Your Mental Health Court submission is included in the information that the Tribunal considers at the first Forensic Order review. It will be placed before the Tribunal at each Forensic Order review until it is no longer relevant (for example, your current views may be more relevant to the Tribunal as time passes).

When should I make a submission?

In some cases, you may be notified of a patient’s hearing coming up, and this will allow you to put your views forward before the actual hearing date.

However, the Tribunal will accept submissions at any time. The information will be placed before the Tribunal at the patient’s next review. If there is a need to bring the review forward so that your information can be considered earlier, the Tribunal can do so.

Will the patient see my submission?

Yes. Ordinarily the law requires that the patient be given the opportunity to read the information and reply to it. If you think the patient should not see your submission, you should ask for a Confidentiality Order.

First the Tribunal will decide whether the information is to be taken into account. Then the Tribunal will decide whether the information should be confidential.

A Confidentiality Order prevents the patient from having the information. Instead, the Tribunal must appoint a lawyer or agent for the patient, and give the information to the lawyer.

The Tribunal will make a Confidentiality Order if knowing the information will put the patient’s health or the safety of other people at risk. The Tribunal can also make its reasons for taking or not taking the information into account, confidential. If you would like to know more about Confidentiality Orders, there is a brochure available from the Tribunal office or website.

Will my personal information be protected?

Yes. The Tribunal is required by law to keep all information that comes to it confidential. Even if your submission is not under a Confidentiality Order, the Tribunal will not give out your personal details (for example, your address) to anyone else.

Can I attend the Tribunal?

No. Tribunal hearings are closed to the public.

Only the patient and the patient’s Allied Person or other representative can attend. Members of the treating team and other witnesses attend the hearing to give information. In a Forensic Order review, a representative of the Attorney General may be at the hearing to make submissions in the public interest. This may include the views of a victim or concerned person.

If you have provided a submission for a Forensic Order review, the Attorney-General’s office will also be given a copy before the hearing.
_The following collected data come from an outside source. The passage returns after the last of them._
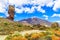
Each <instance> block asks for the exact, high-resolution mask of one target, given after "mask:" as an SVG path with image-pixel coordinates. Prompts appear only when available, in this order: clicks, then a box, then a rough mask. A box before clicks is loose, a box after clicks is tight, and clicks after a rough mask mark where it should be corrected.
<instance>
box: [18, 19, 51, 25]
mask: <svg viewBox="0 0 60 40" xmlns="http://www.w3.org/2000/svg"><path fill="white" fill-rule="evenodd" d="M19 22H22V23H27V24H32V25H35V24H41V25H47V26H50V25H51V22H49V21H47V20H43V19H40V18H27V19H23V20H20V21H19Z"/></svg>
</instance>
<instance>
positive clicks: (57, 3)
mask: <svg viewBox="0 0 60 40" xmlns="http://www.w3.org/2000/svg"><path fill="white" fill-rule="evenodd" d="M58 8H60V0H56V1H55V2H54V7H53V10H54V11H57V10H58Z"/></svg>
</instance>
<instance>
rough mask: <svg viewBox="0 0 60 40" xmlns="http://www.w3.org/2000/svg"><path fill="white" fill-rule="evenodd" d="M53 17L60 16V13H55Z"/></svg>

Can I withdraw my submission?

Yes. You can withdraw your submission before the hearing if you want to, either by sending a written or emailed request. The material will be returned to you and will not be kept on the Tribunal file.

Will the Tribunal respect my views?

Yes. The Tribunal must apply the processes of the law to your submission.

First they will decide whether your submission should be taken into account.

Second, if the Tribunal decides that the material is to be taken into account, it must then decide what weight (level of importance) it should have in the decision-making.

The Tribunal must give reasons for taking, or not taking your submission into account. You can ask the Tribunal to give you the reasons.

What if I don’t want to make a submission?

If you are invited to make a submission and you do not wish to make one then you do not need to put material forward. The Tribunal respects your decision not to put forward information at any time.

If you do make a submission to the Tribunal and have made a submission previously then the Tribunal will consider the new submission as well as any previous submissions you have made.

Even if you do not make any submissions, the Tribunal must always balance the rights and freedoms of the patient with the rights and freedoms of others. In particular, when making a decision about a Forensic Order, the Tribunal must consider the protection of the community and the needs of the victim.